Abode to reveal Murillo mural
Abode Venue promises a traffic-stopper with the unveiling of Steve Murillo's latest public mosaic project and a Final Friday party to match.
Abode owner Bill Jackson, who was inspired to open the venue because of his deep love for music, offered a piece of his poetry to Murillo as his vision for the commission.
"Music is an ethereal stream of magical energy flowing through our lives," Jackson said.
Much like the spectacles of light and sound Abode fosters in its diverse event space, Murillo's visual work channels a magical energy at times.
His art is a familiar fixture around town, from the neon-ribbed metal shade structures in front of the Warren Theatre in Old Town, to the illuminated "light saber" towers at Central and McClean and the monolithic stone solar calendar in Central Riverside Park.
Before he was an artist about town, Murillo earned both his BFA and MFA from Wichita State University, where he also taught for 15 years and acted as assistant curator at the Ulrich Museum of Art in the early 1990s. He maintains an active studio practice in Old Town, where he shares work space with Margi Sweeton and his son, Tom Murillo, both visual artists.
Alongside a team of variously talented collaborators, including Sweeton, Murillo has been busily jigsaw puzzling his vision for the Abode mosaic to life in the studio since December. Although trained as a painter and print maker, Murillo finds similarities between the practices.
"In many ways, it was like painting in stone and colored grout," Murillo said. "[The mosaic] has an expressionistic approach, which lends itself to the medium [which is] somewhat difficult to control because of the brutal nature of the materials: concrete and stone and ceramic shards."

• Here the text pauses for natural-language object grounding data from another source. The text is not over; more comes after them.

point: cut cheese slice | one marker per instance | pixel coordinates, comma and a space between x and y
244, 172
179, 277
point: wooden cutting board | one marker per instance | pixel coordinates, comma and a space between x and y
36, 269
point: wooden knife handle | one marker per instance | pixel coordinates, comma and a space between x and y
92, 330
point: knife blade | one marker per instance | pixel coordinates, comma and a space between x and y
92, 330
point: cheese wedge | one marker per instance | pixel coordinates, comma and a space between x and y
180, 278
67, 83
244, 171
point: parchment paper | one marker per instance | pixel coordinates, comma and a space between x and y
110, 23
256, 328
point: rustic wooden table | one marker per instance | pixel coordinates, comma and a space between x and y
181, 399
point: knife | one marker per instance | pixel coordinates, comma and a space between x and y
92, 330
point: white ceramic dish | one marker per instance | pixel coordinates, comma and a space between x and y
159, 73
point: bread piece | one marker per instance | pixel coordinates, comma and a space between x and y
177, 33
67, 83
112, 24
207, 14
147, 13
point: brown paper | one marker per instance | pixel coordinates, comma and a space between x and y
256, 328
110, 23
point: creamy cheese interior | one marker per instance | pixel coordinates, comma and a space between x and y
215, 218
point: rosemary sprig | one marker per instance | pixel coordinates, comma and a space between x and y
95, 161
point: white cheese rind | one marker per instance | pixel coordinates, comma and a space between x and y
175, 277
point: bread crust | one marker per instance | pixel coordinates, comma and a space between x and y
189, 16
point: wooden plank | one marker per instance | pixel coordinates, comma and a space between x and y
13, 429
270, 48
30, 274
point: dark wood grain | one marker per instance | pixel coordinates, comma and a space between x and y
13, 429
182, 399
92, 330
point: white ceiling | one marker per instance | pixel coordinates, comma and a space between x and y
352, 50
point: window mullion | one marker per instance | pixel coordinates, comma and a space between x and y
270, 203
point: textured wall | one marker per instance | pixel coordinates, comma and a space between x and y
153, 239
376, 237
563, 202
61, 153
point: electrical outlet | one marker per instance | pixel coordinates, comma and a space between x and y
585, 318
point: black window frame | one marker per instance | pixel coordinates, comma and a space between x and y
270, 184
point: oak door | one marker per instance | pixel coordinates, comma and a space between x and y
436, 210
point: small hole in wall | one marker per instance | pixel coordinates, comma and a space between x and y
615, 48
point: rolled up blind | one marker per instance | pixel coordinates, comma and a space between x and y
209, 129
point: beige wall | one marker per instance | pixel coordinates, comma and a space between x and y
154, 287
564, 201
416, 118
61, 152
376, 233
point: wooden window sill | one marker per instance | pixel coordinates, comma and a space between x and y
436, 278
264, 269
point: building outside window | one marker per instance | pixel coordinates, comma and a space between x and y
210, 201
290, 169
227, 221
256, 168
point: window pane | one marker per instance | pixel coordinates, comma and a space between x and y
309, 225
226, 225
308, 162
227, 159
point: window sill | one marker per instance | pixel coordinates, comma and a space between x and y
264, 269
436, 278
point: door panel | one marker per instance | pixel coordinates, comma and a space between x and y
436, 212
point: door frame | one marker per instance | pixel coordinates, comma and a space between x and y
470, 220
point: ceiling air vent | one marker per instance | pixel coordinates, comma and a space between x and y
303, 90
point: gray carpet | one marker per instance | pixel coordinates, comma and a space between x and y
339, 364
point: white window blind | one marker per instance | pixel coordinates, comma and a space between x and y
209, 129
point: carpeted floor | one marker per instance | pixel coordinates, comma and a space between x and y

Beginning with a painting, Murillo replicated his blueprint image in full scale on concrete board, cut it into 88 pieces to echo the number of keys on a piano, and relied on Sweeton to anchor thousands of individual pieces of tile, glass and stone to each puzzle piece before grouting them carefully together according to subtle color variations that unify the 3,000 pound mosaic.
"One has to think like a contractor when completing larger works [like this]," Murillo said. "Jackson has been very generous in his support throughout the process, giving me total creative freedom and no timeline. The goal has been to … embody the spirit of [his] poem [and] capture the mood of a timeless aesthetic which artists and art lovers alike share. There is no such thing as 'art for art's sake;' it is meant to uplift and inspire."
Murillo anticipates that viewers will have layered experiences with the work.
"The work will look as if it is a painting to most who drive by, [but] on closer investigation, the sculptural quality of the medium and the luster of the materials will be obvious and add to its appreciation."
The newly transformed south wall of the Abode Venue is easily visible from Douglas.
The reception will feature food from Anna Murdoc's and music by Epic Trio.